藻谷氏が講演した
観光経済新聞社が加盟する日本専門新聞協会(東京都港区)は1月25日、新春講演会を東京都千代田区の経団連会館で開いた。日本総合研究所主席研究員の藻谷浩介氏が、「日本の進む道―本当のところどの点がダメで、どの点が大丈夫なのか? そして生き抜くためにどう対処したらよいか―」をテーマに講演した。加盟各紙の読者200人を無料招待した。
藻谷氏はまず日本の国際競争力ついて対外輸出額をもとに説明。「輸出額は1990年代と比較して倍増しており、精密機械などで使われる部品や素材などのハイテク機器分野が堅調に推移している。特にアメリカ、イギリス、ドイツ、中国、韓国といった国々に対する貿易黒字は好調」と評価した。
その一方で、日本が対外貿易赤字を計上する国の例としてイタリアやスイスを紹介。これらの国の特徴として「(1)観光立国である(2)高い人件費と短い労働時間(3)大都市がなく農山漁村に経済力・競争力がある(4)地元意識が強く地産地消―などが挙げられる」とした。日本にも海外から高い評価を受けている伝統工芸品や食文化などがあり、観光立国となる潜在性に触れつつも、高い労働生産性の実現や地方の経済力強化の重要性を主張した。

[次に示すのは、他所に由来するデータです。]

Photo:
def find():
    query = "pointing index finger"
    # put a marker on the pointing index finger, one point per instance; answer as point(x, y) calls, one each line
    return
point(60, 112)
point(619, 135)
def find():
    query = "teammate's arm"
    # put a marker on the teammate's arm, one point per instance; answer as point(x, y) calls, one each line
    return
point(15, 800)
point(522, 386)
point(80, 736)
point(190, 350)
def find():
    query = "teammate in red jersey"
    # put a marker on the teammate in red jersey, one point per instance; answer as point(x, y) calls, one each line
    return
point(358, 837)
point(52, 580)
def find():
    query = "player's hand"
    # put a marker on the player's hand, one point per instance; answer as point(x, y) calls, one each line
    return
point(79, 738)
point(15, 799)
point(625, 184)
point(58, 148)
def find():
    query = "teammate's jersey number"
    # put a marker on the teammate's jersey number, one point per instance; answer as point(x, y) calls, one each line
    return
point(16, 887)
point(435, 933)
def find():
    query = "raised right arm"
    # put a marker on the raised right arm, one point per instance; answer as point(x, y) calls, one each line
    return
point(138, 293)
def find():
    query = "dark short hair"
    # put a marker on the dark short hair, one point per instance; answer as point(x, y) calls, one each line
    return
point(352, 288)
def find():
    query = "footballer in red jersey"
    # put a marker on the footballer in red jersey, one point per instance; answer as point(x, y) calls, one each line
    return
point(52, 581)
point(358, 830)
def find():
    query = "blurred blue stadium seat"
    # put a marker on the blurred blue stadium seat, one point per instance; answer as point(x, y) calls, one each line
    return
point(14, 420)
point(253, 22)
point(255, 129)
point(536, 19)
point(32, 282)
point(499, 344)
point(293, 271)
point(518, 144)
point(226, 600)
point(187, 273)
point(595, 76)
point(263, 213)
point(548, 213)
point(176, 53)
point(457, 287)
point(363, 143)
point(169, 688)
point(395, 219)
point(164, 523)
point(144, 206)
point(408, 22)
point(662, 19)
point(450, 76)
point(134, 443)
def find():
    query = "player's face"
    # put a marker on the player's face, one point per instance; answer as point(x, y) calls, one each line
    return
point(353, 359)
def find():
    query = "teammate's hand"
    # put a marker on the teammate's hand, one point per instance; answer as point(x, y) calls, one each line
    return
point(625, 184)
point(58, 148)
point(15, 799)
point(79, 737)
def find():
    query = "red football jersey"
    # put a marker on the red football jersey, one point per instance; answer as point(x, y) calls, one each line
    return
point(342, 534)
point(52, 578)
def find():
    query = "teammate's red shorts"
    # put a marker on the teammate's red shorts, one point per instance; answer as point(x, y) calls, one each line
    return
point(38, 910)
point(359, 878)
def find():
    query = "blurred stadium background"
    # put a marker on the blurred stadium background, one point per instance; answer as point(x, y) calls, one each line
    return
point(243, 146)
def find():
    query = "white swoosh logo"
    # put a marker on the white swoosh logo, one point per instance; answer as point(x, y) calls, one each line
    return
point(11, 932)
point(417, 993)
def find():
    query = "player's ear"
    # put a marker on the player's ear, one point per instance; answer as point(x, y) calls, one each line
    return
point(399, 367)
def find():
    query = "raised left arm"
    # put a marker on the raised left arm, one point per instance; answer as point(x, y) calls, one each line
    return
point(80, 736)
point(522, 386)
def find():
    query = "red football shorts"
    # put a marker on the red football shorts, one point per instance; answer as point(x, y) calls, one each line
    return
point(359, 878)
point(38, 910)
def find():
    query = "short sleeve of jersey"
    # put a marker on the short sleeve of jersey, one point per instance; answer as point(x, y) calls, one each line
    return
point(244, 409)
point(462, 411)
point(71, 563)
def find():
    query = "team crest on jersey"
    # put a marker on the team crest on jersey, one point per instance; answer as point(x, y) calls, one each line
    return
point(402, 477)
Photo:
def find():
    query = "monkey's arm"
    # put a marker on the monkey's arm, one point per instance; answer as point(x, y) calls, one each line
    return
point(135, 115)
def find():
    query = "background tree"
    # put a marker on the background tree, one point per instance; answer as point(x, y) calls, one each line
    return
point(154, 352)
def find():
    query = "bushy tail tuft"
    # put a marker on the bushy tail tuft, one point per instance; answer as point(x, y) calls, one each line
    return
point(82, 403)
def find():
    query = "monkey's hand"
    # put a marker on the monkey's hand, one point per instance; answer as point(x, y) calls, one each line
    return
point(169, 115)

このほか、日本経済低迷の根本的な要因として「賃金が安く消費が伸びていない」ことを指摘。日本が得意とする産業で外貨を稼ぐことに加え、産業力のある企業が商品の値上げを通じて賃上げを実施し、内部留保などで眠っている金を消費に回すことが好景気への転換に向けた現実的な解決策であると解説した。